We have to turn our attentions in so many different free-form and animalistic directions to just catch them delivering the doughy part of the jelly-filled doughnut, because the raspberry filling is all that's splattered across our hands and eyes. They've imparted to us a classic example of what-is-it that's a distant relative of the spooky parlor game typically engaged in around the night of the goblins and ghouls at the end of October whereby hands are fed into slimy bowls of grapes and the blindfolded are told that they're touching eyeballs. Only, we're going into this without a stitch of a kerchief shading our vision.
This is all happening with our faculties sharpened and alert and they - Chris Ward and Andrew Thiboldeaux - still manage to catch us awesomely off guard. It's a smash-up of "Phantom of the Opera" meeting "Pee Wee's Big Adventure" meeting wolves and grizzly bears sending out their haunting and bellowing mating calls across a moonlit blanket meeting tripping and falling and realizing that nothing makes sense, which you'll find out later was a terrible case of amnesia. It's their fault, but you'll seek no vengeance. You'll bow to them instead and kiss their rings for all that they've allowed you to experience.

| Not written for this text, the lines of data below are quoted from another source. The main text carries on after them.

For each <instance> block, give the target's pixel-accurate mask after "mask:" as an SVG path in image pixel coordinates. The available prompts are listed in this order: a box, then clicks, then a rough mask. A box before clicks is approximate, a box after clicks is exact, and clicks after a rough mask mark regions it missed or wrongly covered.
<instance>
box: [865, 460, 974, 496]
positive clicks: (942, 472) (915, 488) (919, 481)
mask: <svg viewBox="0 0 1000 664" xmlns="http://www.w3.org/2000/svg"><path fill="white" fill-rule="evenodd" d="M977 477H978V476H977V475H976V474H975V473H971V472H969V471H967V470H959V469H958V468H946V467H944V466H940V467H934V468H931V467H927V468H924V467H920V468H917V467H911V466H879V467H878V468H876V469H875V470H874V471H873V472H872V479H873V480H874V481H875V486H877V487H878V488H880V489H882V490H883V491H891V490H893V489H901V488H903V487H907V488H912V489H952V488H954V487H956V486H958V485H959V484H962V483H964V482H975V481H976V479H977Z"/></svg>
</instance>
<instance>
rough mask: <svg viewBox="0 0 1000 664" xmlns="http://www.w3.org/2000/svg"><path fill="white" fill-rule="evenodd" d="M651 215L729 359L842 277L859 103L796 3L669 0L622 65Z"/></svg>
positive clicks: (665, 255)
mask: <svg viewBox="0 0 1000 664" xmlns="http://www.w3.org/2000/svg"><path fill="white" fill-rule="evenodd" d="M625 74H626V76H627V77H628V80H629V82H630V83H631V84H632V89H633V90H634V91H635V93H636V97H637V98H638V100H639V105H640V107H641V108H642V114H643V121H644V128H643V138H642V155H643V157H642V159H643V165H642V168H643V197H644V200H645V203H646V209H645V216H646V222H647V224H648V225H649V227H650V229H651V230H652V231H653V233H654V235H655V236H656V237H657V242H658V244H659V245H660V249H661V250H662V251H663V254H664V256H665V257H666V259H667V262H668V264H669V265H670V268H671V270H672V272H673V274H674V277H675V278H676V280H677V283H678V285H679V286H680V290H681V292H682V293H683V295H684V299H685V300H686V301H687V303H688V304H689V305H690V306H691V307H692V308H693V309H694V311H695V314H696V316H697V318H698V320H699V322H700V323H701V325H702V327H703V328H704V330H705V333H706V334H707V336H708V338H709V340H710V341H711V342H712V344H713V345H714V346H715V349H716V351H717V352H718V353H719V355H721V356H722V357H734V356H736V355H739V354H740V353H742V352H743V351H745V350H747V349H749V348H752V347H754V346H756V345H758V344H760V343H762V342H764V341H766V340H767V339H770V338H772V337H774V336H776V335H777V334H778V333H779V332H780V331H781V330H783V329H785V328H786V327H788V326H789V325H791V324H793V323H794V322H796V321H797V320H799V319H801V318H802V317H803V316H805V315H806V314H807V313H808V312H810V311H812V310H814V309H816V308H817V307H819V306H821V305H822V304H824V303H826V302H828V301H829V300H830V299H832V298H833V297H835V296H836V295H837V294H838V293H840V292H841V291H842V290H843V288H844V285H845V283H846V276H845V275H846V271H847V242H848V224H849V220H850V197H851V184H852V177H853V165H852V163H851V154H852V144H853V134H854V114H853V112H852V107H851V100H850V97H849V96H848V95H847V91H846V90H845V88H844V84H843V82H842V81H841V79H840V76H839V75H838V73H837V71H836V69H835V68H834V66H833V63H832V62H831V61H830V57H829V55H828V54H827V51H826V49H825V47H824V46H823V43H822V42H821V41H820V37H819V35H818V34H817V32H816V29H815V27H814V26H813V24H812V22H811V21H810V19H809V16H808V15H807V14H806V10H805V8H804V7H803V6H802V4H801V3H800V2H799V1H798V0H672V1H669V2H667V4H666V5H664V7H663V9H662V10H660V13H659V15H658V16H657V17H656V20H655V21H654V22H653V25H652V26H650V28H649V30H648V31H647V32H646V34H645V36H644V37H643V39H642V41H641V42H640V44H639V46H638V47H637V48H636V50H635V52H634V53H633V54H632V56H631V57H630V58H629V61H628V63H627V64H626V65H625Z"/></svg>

The Philadelphia band offers itself now as a two-piece and though the transition has been an extensive one - from that "band of dudes" as Ward and Thiboldeaux refer to it as - the songs that they're making aren't lacking any of that wilderness that they used to have because of fewer people. The songs actually rally together as more ambitious of offerings and suggest that there's just no telling what's around any of their corners. As people, they secretly wonder when Perez Hilton will bring light to their utilization of the kavorka with grizzlies, but as musicians, they seem to channel some of the most natural passions that can come to a person. Or something other than a person - a werewolf or a coyote.
All Together is a staggeringly scripted new venture that has Ward and Thiboldeaux tearing off their clothing and just calling out to a full yellow moon. "Bird" is a song that could be sung from the bottom of a canyon and could be heard from the lowest hanging asteroid belt. It could riddle into you like a termite only instead of chewing your home up, it would reinforce it, making it stronger with certainty. The words of the refrain just bubble back onto you like a warm crest, working you like taffy until their singing is yours and yours is theirs. It feels like they could be great sources of inspiration for those whose job it is to build actual bridges and skyscrapers, giving the basic necessities to throw something high up into the air with such bravery and assuredness that it will withstand all of the tests of time and all of the winds of change. It's big enough to cover all of those bases, the sound of these two sexy men who have nothing to do with me.